Si hay ideas de suicidio, autolesiones o riesgo inmediato, llame al
112, acuda a Urgencias o contacte con el 024.
1) Una escena cada vez más frecuente en consulta
En consulta aparece cada vez con más frecuencia una escena parecida.
-
Una madre llega preocupada porque a su hija de 17 años
le han recetado un antidepresivo. -
Un estudiante universitario pregunta si es normal tomar ansiolíticos
“solo para aguantar los exámenes”. -
Una joven de 23 años lleva meses con insomnio, ansiedad y tristeza,
aunque no sabe si necesita terapia, medicación o simplemente ordenar su vida. -
Un padre duda:
“¿Estamos ayudando o estamos tapando el problema?”
La duda real de muchas familias
La pregunta no es sencilla. Por un lado, los psicofármacos pueden ser
una herramienta clínica muy valiosa.
De hecho, a veces permiten dormir, reducir ataques de pánico,
salir de una depresión, frenar una crisis grave o crear las condiciones
mínimas para que la terapia sea posible.
Por otro lado, también pueden convertirse en una respuesta demasiado rápida
a problemas que tienen muchas capas.
Presión académica
Exámenes, rendimiento, perfeccionismo, miedo al futuro y sensación
de tener que llegar siempre.
Sueño y pantallas
Insomnio, horarios irregulares, móvil por la noche y agotamiento acumulado.
Redes sociales
Comparación constante, imagen corporal, validación externa y sensación
de insuficiencia.
Familia y contexto
Conflictos, soledad, trauma, falta de apoyo, precariedad o exigencia
emocional.
La pregunta clínica no debería ser “medicación sí” o “medicación no”.

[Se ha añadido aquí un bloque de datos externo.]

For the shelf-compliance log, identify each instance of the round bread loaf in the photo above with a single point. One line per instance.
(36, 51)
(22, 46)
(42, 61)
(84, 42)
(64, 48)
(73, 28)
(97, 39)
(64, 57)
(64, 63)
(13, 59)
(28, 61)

La pregunta correcta es qué necesita esta persona concreta.
2) Qué ha reabierto el debate esta semana
Esta semana el debate ha vuelto con fuerza por un dato difícil de ignorar.
Un estudio del grupo OPIK de la Universidad del País Vasco, recogido por
El País, analizó 157.868 diagnósticos de ansiedad o depresión
en jóvenes de 14 a 25 años atendidos en Atención Primaria en España
entre 2018 y 2024.
El aumento de prescripción
El dato central es claro:
2018
El 24,4 % de jóvenes diagnosticados recibía ansiolíticos,
antidepresivos o hipnosedantes en los 30 días posteriores.
2024
La cifra aumentó hasta el 35,1 %.
+6 % anual
La probabilidad de iniciar tratamiento farmacológico aumentó
aproximadamente un 6 % cada año.
Ante diagnósticos similares de ansiedad o depresión,
cada vez más jóvenes reciben psicofármacos.
Qué significa clínicamente este dato
El problema no es que se receten psicofármacos. En muchos casos,
la medicación está justificada y evita sufrimiento.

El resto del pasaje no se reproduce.